Ateş onun otomatik çevirilerine henüz alışamamıştı ama alışacaktı. Umay dinliyor, dinlediğini kendisi için daha anlaşılabilir kılmak üzere tercüme ediyordu.

Bacaklarının tamamının sığdığı, ayaklarının dahi üstünde olabildiği koltuktan güç bela kıpırdadı. Üstüne giydirilen kıyafetleri sevmişti ancak bedeni kumaşları yabancılıyordu.

Ateş her konuda hassas bir adamdı ancak konu giysilerse, Ateş dünyanın en hassas adamıydı.

Doğan ve Sinan da bu bilinçle, sabit bir tecrübeyle özenli davranarak Umay için giyecek bir şeyler almışlardı.

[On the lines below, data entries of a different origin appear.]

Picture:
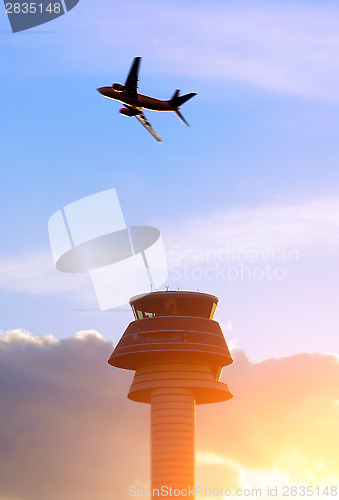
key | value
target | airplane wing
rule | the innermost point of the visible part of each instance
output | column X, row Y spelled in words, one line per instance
column 131, row 84
column 143, row 120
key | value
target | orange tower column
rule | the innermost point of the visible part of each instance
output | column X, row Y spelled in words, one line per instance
column 172, row 439
column 178, row 352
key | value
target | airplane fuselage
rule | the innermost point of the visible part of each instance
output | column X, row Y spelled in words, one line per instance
column 140, row 102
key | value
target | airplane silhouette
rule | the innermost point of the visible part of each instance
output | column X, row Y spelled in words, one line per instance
column 128, row 95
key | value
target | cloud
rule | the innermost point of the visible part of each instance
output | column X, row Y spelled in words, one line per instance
column 68, row 431
column 281, row 47
column 282, row 420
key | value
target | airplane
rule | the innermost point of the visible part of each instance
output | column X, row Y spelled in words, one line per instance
column 135, row 103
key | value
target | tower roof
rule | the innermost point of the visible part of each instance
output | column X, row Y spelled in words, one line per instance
column 174, row 303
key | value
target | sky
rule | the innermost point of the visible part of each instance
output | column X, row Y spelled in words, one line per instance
column 247, row 203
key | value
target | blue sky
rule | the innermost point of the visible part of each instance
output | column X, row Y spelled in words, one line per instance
column 257, row 169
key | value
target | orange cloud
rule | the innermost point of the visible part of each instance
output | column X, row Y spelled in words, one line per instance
column 67, row 430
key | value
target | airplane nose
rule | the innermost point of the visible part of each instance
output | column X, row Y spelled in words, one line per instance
column 105, row 91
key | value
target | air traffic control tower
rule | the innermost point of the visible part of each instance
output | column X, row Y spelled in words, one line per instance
column 178, row 352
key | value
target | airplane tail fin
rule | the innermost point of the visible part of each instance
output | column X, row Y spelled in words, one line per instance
column 177, row 100
column 181, row 117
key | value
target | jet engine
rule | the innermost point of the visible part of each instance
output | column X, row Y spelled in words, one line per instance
column 118, row 87
column 128, row 112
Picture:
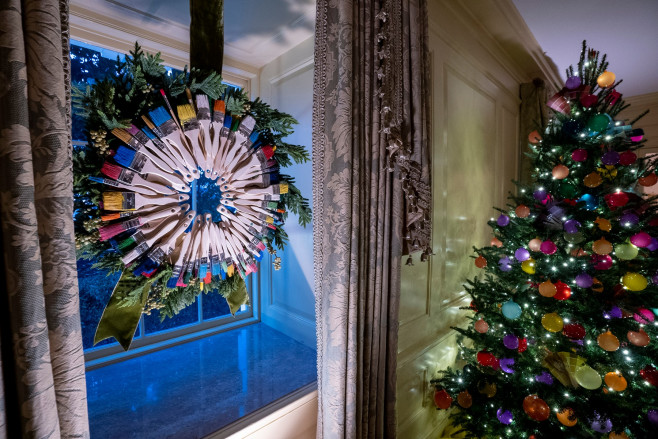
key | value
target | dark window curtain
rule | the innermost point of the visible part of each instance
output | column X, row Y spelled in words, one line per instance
column 371, row 110
column 43, row 391
column 534, row 116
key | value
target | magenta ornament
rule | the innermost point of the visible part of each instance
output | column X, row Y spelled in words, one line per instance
column 522, row 254
column 505, row 416
column 584, row 280
column 503, row 220
column 548, row 247
column 642, row 239
column 511, row 341
column 506, row 365
column 571, row 226
column 573, row 82
column 610, row 158
column 579, row 155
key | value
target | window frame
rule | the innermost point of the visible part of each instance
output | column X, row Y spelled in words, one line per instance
column 91, row 24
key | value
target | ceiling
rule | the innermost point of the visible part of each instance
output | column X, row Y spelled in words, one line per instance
column 627, row 31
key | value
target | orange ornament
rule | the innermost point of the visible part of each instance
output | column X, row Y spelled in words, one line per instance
column 638, row 338
column 536, row 408
column 602, row 247
column 465, row 399
column 522, row 211
column 592, row 180
column 615, row 381
column 535, row 244
column 560, row 172
column 547, row 289
column 567, row 417
column 608, row 341
column 603, row 224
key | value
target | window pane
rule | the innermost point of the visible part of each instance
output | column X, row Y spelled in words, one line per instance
column 187, row 316
column 214, row 305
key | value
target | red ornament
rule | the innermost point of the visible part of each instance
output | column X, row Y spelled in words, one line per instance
column 563, row 291
column 442, row 399
column 627, row 158
column 650, row 375
column 574, row 331
column 616, row 199
column 523, row 344
column 486, row 358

Koltuktan indiğinde pantolonun üstüne düşen tişörtün etekleri usulca düzeltmeye çalışmıştı. Minik elleri bunun ile meşgulken adımları da bir o kadar aceleciydi. Ortalama bir insana göre tek adımlık mesafede kendisini bekleyen babasına doğru üç dört adımdan fazlasını atması gerekmişti çünkü.

Dizinin dibine gelebildiğinde Ateş’in onu izlediğinin farkında değildi. Tek odağı onun yakınında durup takip etmekti.

Günlerdir gördüğü ilk insanlar önce hastanedeki çalışanlar, sonra da Ateş ve Doğan olmuştu. Ona şefkatle yaklaşan hemşireleri sevmişti, kendisine güzel kıyafetler alan ve arabaya bindiren Ateş ve Doğan’a karşı da hisleri olumluydu.

Kimsenin olmadığı, kötü kokan o eve geri dönmek istemiyordu.

Evine dönene dek bu insanlarla durursa daha iyi olacağını düşünmüştü küçük aklıyla.

Psikoloğun kısa ısrarına rağmen Ateş hiçbir tereddüt göstermeden odadan çıkmıştı. Onun adımlarına yetişmeye çalışan Umay da peşindeydi tabii.

Doğan kapının açıldığını görünce oturduğu yerden hızla kalkmıştı. “Ateş Bey,” diyerek selam verir gibi konuşsa da sesinden hafifçe şaşkınlığı okunuyordu. Umay içeriye girdikten sonraki görüşme tahmin ettiğinden çok kısa sürmüştü.

“Eve gidiyoruz.” Ateş direkt olarak konuşup Doğan’ı aydınlattıktan sonra ise çok geçmeden arabadaki yerlerine geri dönmüşlerdi.

Araba gidilecek yolun yarısını geride bırakmışken Ateş fazlasıyla dalgındı. Önündeki koltuğun baş kısmına bakışlarını dikmiş ancak orayı görmediği dışarıdan anlaşılır şekilde dalgın bakıyordu.

“Ateş,” diyen Umay’ı duyduğu anda ise sanki dalgın olan bir başkasıymış gibi hızla soluna çevirmişti bakışlarını. Peltek bir şekilde adını mırıldanan kızına dönmüştü. “Efendim?”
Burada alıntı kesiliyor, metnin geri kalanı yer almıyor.